Since Chervon bought Skilsaw a few years back, there has been a notable rehabbing, no, revitalization, no, envigorization – yeah, of the brand and its product line. Sticking with the strength and durability of their worm drive motor as the basis of new developments, Skilsaw keeps upping their game in all sorts of heavy duty cutting. Table saws, concrete saws, rugged worm drive saws in common sizes, then the 10 1/4″ Sawsquatch, then the 16 5/16” Super Sawsquatch out earlier this year. Where will it go from here?… We’ll get to that in a minute…
New in the booth is the first miter saw from the Skilsaw brand, and coincidentally, the first miter saw powered by a worm drive motor. The SPT88-01 dual-bevel sliding miter saw has a 12-inch blade, a bevel angle range up to 48 degrees right and left, and a miter cutting range from 50 degrees left to 50 right.
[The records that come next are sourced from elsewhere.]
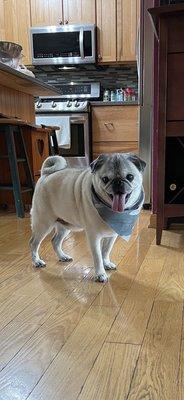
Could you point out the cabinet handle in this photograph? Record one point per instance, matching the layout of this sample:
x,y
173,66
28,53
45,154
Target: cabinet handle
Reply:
x,y
109,125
The saw also features a shadow line marking light and an all-important electric brake.
…So where will Skilsaw go from here we were asking? How can you cut more with a worm drive saw? Well I’m pleased to announce that my coveted “Coolest Thing at the Show Award” goes to the SPT55-11, Skilsaw 16-inch Worm Drive Carpentry Chainsaw!
With its 14 1/2-inch cut capacity, this is the deepest reaching Skilsaw yet. Beams, timbers, I-joists, and angled rafter tails over one foot thick can be cut with the stability of a saw resting on a shoe for more accurate cutting than a chain saw wielded freehand. Like a typical chain saw, this saw has a proper oiling system to lubricate the bar and chain as well as standard replaceable bar and drive sprocket from Oregon. But unlike a typical chain saw, Oregon and Skilsaw developed a new full-house chain for this saw, with a cutting tooth on every link versus on every other link for smoother cutting. The Carpentry Chainsaw can bevel cut laid all the way over to 60 degrees for gang cutting rafter tails or for cutting the tops of wall panels to fit roof angles for SIP panel fabrication. There are tools that look similar out there, but the other few real-deal ones are expensive and uncommon to find. Like with the other Sawsquatch saws before it, Skilsaw found a good gap in the market to go after with this one.